Posted on Sep 21, 2006

Judge reduces award in crash suit Thursday, September 21, 2006 By JOHN PETRICK STAFF WRITER Finding a jury's award in March of $26.2 million excessive, a judge has reduced the amount Ford Motor Co. and a parts manufacturer must pay to a motorist who crashed into -- and went under -- a flatbed truck in Little Falls. Judge Christine Miniman reduced the total amount of damages to $17.38 million in a decision released this week. The judge let stand liability percentages the jury arrived at, however, with Ford responsible for paying 70 percent and Garden State Engine and Equipment of Somerville 30 percent. The judge's ruling sprang from post-verdict motions by the defendants to set aside the verdict, which Miniman rejected. Appeals are still pending.

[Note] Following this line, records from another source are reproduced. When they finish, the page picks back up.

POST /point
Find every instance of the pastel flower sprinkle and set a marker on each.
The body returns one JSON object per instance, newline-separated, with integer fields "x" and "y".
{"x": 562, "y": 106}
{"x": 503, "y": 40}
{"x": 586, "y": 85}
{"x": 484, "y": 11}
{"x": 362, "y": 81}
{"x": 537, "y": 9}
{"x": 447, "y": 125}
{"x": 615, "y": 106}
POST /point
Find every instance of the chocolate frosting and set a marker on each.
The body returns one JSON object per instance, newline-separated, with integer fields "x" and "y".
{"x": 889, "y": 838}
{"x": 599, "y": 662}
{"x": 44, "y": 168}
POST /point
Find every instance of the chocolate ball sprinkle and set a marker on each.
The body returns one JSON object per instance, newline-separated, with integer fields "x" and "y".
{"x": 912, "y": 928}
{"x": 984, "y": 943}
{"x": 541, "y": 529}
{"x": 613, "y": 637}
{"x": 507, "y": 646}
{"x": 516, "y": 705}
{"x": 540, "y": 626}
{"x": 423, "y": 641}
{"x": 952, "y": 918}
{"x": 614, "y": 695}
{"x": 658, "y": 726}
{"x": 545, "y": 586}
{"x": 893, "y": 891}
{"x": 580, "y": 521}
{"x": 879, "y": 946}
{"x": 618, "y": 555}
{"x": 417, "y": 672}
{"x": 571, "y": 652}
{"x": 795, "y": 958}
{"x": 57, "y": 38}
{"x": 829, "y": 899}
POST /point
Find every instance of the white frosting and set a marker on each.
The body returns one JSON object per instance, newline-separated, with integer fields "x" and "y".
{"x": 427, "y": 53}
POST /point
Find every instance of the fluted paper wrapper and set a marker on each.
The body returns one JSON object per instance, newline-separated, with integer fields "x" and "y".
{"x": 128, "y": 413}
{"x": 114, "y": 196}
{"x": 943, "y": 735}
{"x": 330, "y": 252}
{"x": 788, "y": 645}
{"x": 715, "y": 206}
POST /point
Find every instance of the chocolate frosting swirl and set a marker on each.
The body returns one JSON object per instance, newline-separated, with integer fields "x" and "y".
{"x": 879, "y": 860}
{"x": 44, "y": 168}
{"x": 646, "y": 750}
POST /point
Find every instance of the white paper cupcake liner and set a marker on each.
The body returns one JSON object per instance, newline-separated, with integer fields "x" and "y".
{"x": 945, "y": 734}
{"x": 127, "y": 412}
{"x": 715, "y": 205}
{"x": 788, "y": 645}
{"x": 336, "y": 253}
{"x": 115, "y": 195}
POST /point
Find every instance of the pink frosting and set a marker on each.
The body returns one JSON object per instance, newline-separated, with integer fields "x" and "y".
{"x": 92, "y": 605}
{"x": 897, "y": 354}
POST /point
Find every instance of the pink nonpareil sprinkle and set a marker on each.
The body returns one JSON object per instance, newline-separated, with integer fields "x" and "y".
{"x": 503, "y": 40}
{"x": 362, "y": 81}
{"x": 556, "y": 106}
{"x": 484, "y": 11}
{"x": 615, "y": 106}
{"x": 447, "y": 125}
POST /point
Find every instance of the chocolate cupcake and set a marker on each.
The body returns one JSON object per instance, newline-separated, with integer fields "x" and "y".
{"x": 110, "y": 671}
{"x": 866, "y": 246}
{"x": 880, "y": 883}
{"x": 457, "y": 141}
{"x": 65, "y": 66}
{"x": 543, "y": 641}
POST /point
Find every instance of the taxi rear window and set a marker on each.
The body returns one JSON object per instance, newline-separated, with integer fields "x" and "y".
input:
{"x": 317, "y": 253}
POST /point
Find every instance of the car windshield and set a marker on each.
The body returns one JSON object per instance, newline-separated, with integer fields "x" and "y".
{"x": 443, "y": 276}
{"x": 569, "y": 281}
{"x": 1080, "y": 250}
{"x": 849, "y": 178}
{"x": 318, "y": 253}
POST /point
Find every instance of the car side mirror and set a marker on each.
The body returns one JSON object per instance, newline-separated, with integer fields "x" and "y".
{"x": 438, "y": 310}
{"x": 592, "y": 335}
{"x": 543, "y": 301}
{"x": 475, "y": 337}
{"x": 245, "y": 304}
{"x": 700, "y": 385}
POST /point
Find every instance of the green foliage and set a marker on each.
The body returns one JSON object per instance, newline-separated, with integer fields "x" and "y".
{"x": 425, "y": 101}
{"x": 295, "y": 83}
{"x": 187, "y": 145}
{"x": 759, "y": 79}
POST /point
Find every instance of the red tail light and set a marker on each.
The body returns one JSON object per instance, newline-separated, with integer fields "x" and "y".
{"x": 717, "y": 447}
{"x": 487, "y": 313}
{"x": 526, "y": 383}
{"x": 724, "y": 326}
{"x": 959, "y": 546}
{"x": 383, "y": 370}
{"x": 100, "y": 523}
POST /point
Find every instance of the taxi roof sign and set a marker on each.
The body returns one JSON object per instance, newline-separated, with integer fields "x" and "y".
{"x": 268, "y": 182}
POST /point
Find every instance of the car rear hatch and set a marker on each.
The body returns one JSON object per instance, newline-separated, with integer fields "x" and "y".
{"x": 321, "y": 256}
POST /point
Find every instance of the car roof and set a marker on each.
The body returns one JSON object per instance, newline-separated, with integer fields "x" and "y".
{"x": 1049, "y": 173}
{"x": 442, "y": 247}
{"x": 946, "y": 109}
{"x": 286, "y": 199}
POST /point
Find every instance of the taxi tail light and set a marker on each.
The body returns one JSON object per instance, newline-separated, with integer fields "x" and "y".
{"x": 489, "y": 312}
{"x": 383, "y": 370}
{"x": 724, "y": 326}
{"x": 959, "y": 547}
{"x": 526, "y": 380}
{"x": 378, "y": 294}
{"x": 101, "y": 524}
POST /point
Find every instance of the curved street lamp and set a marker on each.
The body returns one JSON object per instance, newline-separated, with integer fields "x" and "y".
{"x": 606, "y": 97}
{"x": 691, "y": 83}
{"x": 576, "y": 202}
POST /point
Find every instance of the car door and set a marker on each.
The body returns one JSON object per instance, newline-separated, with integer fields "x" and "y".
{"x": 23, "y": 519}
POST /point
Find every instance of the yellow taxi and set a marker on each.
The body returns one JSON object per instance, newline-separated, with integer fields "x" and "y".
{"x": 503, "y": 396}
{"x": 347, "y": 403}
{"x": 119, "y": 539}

In making the reduction, the judge gave the plaintiffs the option to have a retrial on the amount of damages to be awarded to victim Michael Boyle of Pennsylvania. Attorney John North, representing Boyle, said his client will accept the reduced amount rather than go another round. "I think this is still a very substantial judgment," North said Wednesday. Boyle, who was 22 at the time of the Jan. 10, 2002, accident, was commuting from home to his job as an ironworker in New York City when his 1994 Ford Taurus ran into the back of a 1998 Ford F-800 truck. His face was dislocated from his skull and he suffered injuries to the frontal lobe of his brain. Although doctors rebuilt Boyle's face, his attorney said he continues to suffer from double vision, no sense of smell or taste and increased processing time to think. The plaintiff sued Ford, designer of the truck's cab and chassis, for failing to include an under-ride guard or instructions for how one should be attached to the frame of the vehicle. Federal safety regulations did not require the manufacturer to include the guard or provide such instructions when producing "incomplete chassis cab vehicles," which the F-800 was. Those types of vehicles are converted by final-stage manufacturers for various uses. In this case, the truck was converted by Garden State to carry a boom on the flatbed, and an under-ride guard was installed at the time. Boyle also sued Garden State for installing a guard that North said was "poorly designed and doomed to fail." The jury's $26.2 million judgment was the second-largest against a U.S. automaker in 2006.